Leren gaat om het resultaat. Om leren in een organisatie optimaal (met technologie) en passend bij de bedrijfsprocessen in te richten is een goede didactische inbedding onmisbaar. Om te komen van leerbehoefte naar resultaat is het van belang te kijken naar de leervorm en het moment waarop leren moet plaatsvinden.
Leren gebeurt altijd en overal
Een goede manier om hiernaar te kijken is met het model van de ‘5 Moments of Need’. Dit beschrijft de momenten waarop er een leerbehoefte ontstaat bij de medewerker.
- Nieuw: wanneer iemand iets voor de eerste keer moet weten of kunnen.
- Verdieping: wanneer men de basiskennis bezit, maar er meer nodig is om verder te komen.
- Toepassen: wanneer mensen het geleerde in de praktijk moeten brengen, maar het nog niet kunnen.
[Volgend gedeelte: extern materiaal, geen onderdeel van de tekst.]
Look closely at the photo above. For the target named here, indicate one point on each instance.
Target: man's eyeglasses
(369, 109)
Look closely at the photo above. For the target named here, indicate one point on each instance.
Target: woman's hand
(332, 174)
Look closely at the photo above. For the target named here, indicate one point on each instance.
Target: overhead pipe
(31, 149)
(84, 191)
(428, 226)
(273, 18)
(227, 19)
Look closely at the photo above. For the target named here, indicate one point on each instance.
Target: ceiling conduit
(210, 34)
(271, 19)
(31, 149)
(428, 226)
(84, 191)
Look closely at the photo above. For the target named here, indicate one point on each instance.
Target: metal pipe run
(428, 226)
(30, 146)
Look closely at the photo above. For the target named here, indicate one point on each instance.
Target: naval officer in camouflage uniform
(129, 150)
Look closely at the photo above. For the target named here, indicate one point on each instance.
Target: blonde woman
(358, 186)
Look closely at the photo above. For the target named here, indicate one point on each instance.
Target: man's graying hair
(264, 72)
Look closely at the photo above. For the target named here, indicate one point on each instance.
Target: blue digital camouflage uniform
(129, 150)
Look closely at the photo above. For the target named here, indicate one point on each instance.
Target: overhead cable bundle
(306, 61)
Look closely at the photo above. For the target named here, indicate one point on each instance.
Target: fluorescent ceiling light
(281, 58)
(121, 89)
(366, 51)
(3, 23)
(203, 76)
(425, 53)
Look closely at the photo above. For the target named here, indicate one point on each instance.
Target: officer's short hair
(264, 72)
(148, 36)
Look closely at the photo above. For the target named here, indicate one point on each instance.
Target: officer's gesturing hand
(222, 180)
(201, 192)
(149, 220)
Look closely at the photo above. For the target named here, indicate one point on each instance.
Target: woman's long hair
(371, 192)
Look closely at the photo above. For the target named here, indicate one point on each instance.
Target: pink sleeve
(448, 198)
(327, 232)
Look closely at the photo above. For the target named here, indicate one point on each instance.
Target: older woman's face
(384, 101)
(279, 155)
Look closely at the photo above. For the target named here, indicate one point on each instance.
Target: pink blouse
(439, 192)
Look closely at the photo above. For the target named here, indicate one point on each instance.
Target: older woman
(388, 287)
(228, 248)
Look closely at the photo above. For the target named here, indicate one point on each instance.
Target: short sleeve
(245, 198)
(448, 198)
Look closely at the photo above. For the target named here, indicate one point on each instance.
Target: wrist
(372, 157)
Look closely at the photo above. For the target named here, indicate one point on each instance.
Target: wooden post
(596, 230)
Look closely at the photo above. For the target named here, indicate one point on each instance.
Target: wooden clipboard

- Oplossen: wanneer een probleem in de praktijk moet worden opgelost, omdat het ineens anders gaat dan normaal.
- Verandering: wanneer er iets verandert, waardoor oude kennis en kunde niet meer toepasbaar is.
Welke leerinterventies geschikt zijn, wordt in sterke mate bepaald door het moment waarop de leerbehoefte ontstaat. Hoe dit efficiënt en effectief ingepast kan worden, wordt ook bepaald door de bedrijfsprocessen die je wilt ondersteunen en de technologie die beschikbaar is. Technologie waar je aan kan denken zijn Leerplatformen (LMS, LXP’s etc.) en e-learningontwikkeltools.
Zo kan iedereen zich voorstellen dat als een medewerker een probleem moet oplossen tijdens zijn of haar werk, een klassikale training niet de meest geschikte leerinterventie is. Andere leerinterventies, zoals het raadplegen van een expert, een quick reference card, een overzicht van mogelijke oplossingen zijn op dat moment veel effectiever.
Het inzetten van een passende leerinterventie bij een moment van leerbehoefte is het optimale just-in-time learning. Het zorgt onder andere voor:
- Meer motivatie: De informatie is relevanter voor de medewerkers.
- Grotere retentie: Medewerkers onthouden de informatie langer.
- Meer efficiëntie: Medewerkers leren alleen wat nodig is.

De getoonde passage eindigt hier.